By the end of the night everyone is spread out over the grass, laughing and chatting together like old friends. There is no distinction between locals and foreigners and no shyness about speaking in broken English, Balinese or Indonesian.
After last weekend’s party I started thinking a lot about the very real gap between the average Balinese villager and the many foreigners who live here. My life in the compound is a lifestyle that very few foreigners choose and I sometimes feel almost torn between my compound life and my life outside the village.
It feels as though when I’m in the village, I’m just another villager, but when I’m having lunch or a drink in a Seminyak or Ubud café, I’m just another foreigner.
Before I married Ongky, I knew from meeting other foreign women married to Balinese men that to most locals I would always be another tourist needing transport or a four-day-old English newspaper, so usually it doesn’t really affect me.

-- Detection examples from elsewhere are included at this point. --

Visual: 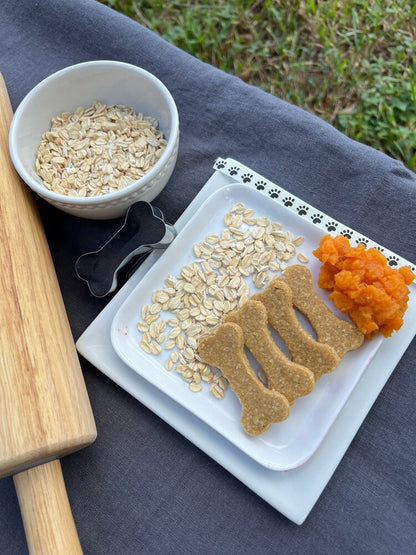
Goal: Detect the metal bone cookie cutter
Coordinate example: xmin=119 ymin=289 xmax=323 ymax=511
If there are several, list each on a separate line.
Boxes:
xmin=75 ymin=201 xmax=176 ymax=297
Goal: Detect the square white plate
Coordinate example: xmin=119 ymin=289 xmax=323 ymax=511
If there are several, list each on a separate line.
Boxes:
xmin=111 ymin=184 xmax=382 ymax=471
xmin=77 ymin=158 xmax=416 ymax=524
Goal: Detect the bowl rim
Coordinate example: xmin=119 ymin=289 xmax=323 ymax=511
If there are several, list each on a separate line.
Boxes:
xmin=9 ymin=60 xmax=179 ymax=206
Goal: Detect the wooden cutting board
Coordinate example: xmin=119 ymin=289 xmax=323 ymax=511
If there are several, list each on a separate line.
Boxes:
xmin=0 ymin=75 xmax=96 ymax=554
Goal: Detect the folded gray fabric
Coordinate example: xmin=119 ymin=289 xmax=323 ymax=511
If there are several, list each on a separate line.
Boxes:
xmin=0 ymin=0 xmax=416 ymax=555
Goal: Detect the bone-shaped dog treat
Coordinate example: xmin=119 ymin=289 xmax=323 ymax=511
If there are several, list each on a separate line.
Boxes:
xmin=282 ymin=264 xmax=364 ymax=358
xmin=198 ymin=323 xmax=289 ymax=436
xmin=252 ymin=278 xmax=340 ymax=381
xmin=225 ymin=300 xmax=315 ymax=404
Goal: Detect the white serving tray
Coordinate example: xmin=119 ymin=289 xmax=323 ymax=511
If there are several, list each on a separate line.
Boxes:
xmin=111 ymin=184 xmax=382 ymax=471
xmin=77 ymin=159 xmax=416 ymax=524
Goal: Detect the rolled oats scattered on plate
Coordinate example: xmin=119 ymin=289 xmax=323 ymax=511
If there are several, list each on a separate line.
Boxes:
xmin=137 ymin=203 xmax=303 ymax=399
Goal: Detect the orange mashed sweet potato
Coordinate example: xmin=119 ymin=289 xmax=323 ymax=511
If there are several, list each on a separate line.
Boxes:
xmin=313 ymin=235 xmax=415 ymax=339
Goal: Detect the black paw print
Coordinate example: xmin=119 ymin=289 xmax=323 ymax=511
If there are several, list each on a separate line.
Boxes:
xmin=241 ymin=173 xmax=253 ymax=183
xmin=283 ymin=197 xmax=295 ymax=210
xmin=341 ymin=229 xmax=352 ymax=239
xmin=256 ymin=180 xmax=267 ymax=191
xmin=297 ymin=204 xmax=309 ymax=216
xmin=387 ymin=254 xmax=399 ymax=266
xmin=311 ymin=214 xmax=323 ymax=224
xmin=325 ymin=222 xmax=338 ymax=232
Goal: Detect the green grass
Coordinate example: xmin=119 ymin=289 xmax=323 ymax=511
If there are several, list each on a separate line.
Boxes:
xmin=101 ymin=0 xmax=416 ymax=170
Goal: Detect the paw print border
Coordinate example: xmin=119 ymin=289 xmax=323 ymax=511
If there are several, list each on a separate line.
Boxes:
xmin=214 ymin=158 xmax=416 ymax=272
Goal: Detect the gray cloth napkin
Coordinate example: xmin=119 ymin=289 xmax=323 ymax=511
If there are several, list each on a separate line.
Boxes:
xmin=0 ymin=0 xmax=416 ymax=555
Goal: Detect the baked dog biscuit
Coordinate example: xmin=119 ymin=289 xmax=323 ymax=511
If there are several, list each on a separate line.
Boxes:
xmin=282 ymin=264 xmax=364 ymax=358
xmin=225 ymin=300 xmax=315 ymax=404
xmin=252 ymin=278 xmax=340 ymax=381
xmin=198 ymin=323 xmax=289 ymax=436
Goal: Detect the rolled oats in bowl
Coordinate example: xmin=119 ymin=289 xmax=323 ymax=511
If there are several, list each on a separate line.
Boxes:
xmin=9 ymin=60 xmax=180 ymax=220
xmin=35 ymin=101 xmax=167 ymax=197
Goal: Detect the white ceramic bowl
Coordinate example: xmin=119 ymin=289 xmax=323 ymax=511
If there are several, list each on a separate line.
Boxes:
xmin=9 ymin=60 xmax=179 ymax=219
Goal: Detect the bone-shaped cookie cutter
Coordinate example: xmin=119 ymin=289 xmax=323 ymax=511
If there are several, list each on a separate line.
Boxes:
xmin=75 ymin=201 xmax=176 ymax=297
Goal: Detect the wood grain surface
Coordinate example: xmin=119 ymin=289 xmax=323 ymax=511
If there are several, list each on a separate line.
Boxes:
xmin=0 ymin=75 xmax=96 ymax=553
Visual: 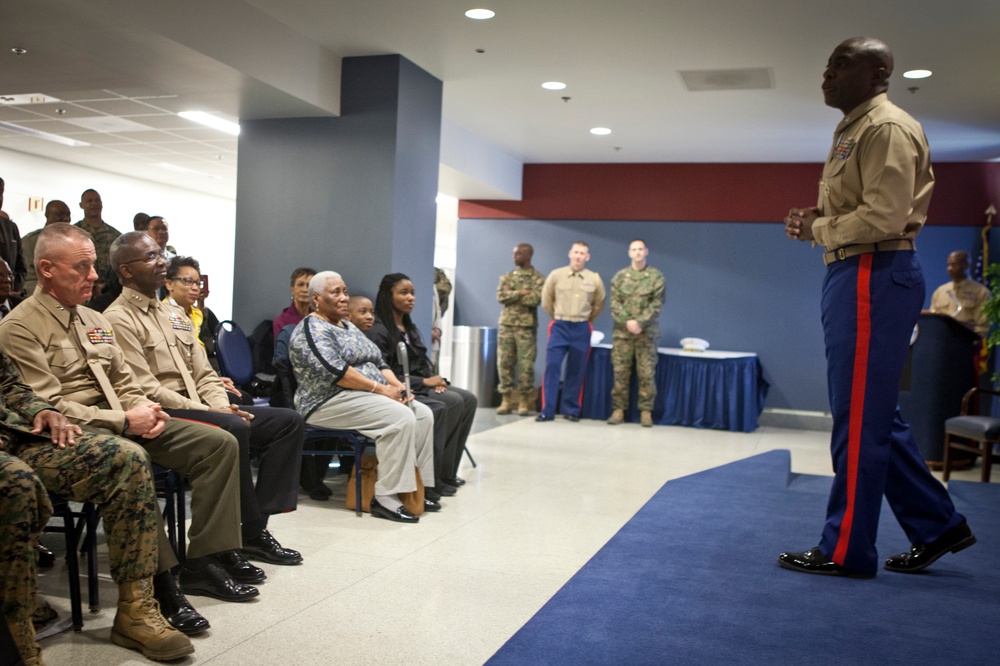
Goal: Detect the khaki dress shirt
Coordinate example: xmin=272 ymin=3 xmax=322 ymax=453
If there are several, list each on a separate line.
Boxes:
xmin=0 ymin=288 xmax=150 ymax=433
xmin=812 ymin=93 xmax=934 ymax=251
xmin=104 ymin=287 xmax=229 ymax=410
xmin=542 ymin=266 xmax=605 ymax=322
xmin=931 ymin=279 xmax=990 ymax=335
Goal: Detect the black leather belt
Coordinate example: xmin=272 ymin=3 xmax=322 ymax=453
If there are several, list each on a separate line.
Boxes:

However, one day in a month perhaps I pray to wake up six inches shorter, brown-skinned and -eyed and black-silky haired just so I can walk around undetected for a whole day. I want to be insignificant and go about my supermarket shopping without the fruit boy asking where I’m from or the parking man wanting to know where I’m staying.
I understand 100 percent that this is the lifestyle I have chosen and I am incredibly lucky to live in one of the world’s top tourist destinations, but some days I feel like I should wear a sign round my neck saying “I’m from Silakarang.” Thinking about it, I’m sure it would only attract more attention – after all, someone always knows someone from Silakarang, or any other village you care to mention.
I love my village life because I can wander around, in and out of family and friend’s compounds, to the local shops and even to the temple without one person trying to sell me anything. Everyone knows I’m married, have a baby and live in a nice little house behind my in-laws. Most have seen me in my pyjamas bottoms and an old t-shirt at some point in the past two years and have never judged me for my scruffiness.
White or brown I’m very grateful to be safe, comfortable and well cared for and I feel just as loved in my Balinese village as I do back in my faraway village of Peel, Isle of Man.